In January, about five years too late, BlackBerry came out swinging. The launch of its new BlackBerry 10 ecosystem was accompanied by its first touchscreen phone, the Z10, and a separate handset, the Q10, with a tactile QWERTY keyboard. In the product range, it appeared that BlackBerry, like a film studio contemplating a sequel to a classic blockbuster, could not figure out what its public wanted. A touchscreen might not fit its brand, after the company had built its success on the roller-ball/QWERTY interface. On the other hand, everyone else was doing it. So it decided to do both.
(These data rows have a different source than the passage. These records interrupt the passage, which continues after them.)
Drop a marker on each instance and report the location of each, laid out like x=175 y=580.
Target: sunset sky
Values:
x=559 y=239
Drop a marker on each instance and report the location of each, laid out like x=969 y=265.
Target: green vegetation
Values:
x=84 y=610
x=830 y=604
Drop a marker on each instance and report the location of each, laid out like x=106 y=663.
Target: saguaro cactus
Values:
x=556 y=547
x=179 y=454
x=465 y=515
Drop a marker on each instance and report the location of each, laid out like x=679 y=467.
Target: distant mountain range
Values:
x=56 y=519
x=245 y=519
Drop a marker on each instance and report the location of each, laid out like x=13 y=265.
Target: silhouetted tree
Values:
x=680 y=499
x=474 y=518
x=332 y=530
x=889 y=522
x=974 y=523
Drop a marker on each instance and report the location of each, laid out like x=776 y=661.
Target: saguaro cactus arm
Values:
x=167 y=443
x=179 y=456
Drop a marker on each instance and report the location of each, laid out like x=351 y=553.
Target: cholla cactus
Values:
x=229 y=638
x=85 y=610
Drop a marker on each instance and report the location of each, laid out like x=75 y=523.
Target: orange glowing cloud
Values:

The Z10 was poorly received by the market, sales petering out after the first few months. In response, BlackBerry announced it was going to monetise its platform as never before, releasing its popular Messenger service for other operating systems. The release was not smooth. The initial launch had to be aborted because of undisclosed technical issues. However, when the launch finally occurred in late October, BlackBerry registered 10m downloads in the first 24 hours.
But even as buyers were sought this year, in the midst of staff downsizing and the pursuit of Waterloo property sales, no company appeared to be interested in BlackBerry as a whole. Once Fairfax tabled its bid, several others were approached to counter the offer, but most were thought to be mainly interested in networking technology and patents, particularly those for the keyboard and network encryption.
Chen has announced his intentions to keep the devices unit running as the former industry heavyweight limps on, its future in doubt. The new CEO will have some new funds to draw on as BlackBerry has opted for raising $1bn by selling convertible debt notes. Fairfax bought up $250m worth and another $200m reportedly came from Qatar's sovereign wealth fund Qatar Holding.